Avant l'Ukraine, Poutine avait sévi en Géorgie

Pour la Russie, en effet, le pays doit demeurer dans sa sphère d’influence. Or, la Géorgie se rapproche de l’Europe et du monde occidental. Poutine décide donc de l’affaiblir en relançant la guerre interne et en détachant les provinces russophones. Un processus proche de ce qui s’est passé en Ukraine, plus tard, en 2014. Mais en 2008, la Géorgie est une première : milices pro-russes dans ces régions ; envoi de troupes… La guerre éclate. Le président français, Nicolas Sarkozy, intervient rapidement et facilite la fin des hostilités par une médiation qui avalise les positions russes.
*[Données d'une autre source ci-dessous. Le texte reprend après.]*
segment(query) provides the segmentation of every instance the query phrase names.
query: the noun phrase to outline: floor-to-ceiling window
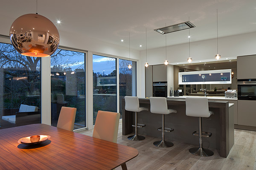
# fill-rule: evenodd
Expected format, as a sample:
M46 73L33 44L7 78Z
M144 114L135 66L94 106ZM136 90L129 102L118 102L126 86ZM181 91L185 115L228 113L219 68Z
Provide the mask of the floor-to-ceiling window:
M93 54L93 125L99 110L117 111L116 59Z
M128 68L129 64L131 68ZM122 99L125 96L137 96L136 62L119 59L119 108L122 118Z
M74 129L86 127L85 53L58 49L51 56L52 125L62 106L77 109Z
M0 43L0 128L40 123L40 61Z

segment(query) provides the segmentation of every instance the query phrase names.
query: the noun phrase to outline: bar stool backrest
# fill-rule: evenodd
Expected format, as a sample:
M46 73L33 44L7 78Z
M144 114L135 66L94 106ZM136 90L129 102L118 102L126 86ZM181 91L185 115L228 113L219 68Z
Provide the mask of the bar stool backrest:
M140 103L139 98L134 96L125 96L125 110L127 111L139 112Z
M209 117L208 99L206 97L187 97L186 98L186 114L194 117Z
M169 114L166 98L161 97L150 97L150 112L153 113Z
Depuis, la tension n’est que faiblement retombée. Et elle est revenue avec l’élection d’une majorité au parlement qui cherche à éviter toute confrontation avec la Russie. Selon la présidente du pays, élue en 2018, Salomé Zourabichvili, la Russie n’a qu’un but : briser les relations de cette jeune démocratie avec l’Europe. D’où le projet de loi contre les financements étrangers pour faire taire les pro-occidentaux. Une méthode déjà testée à Moscou.

Aujourd’hui comme depuis des millénaires, les Géorgiens tentent d’échapper aux visées hégémoniques de leurs voisins et de construire leur propre destinée. Leur courage peut changer l’histoire.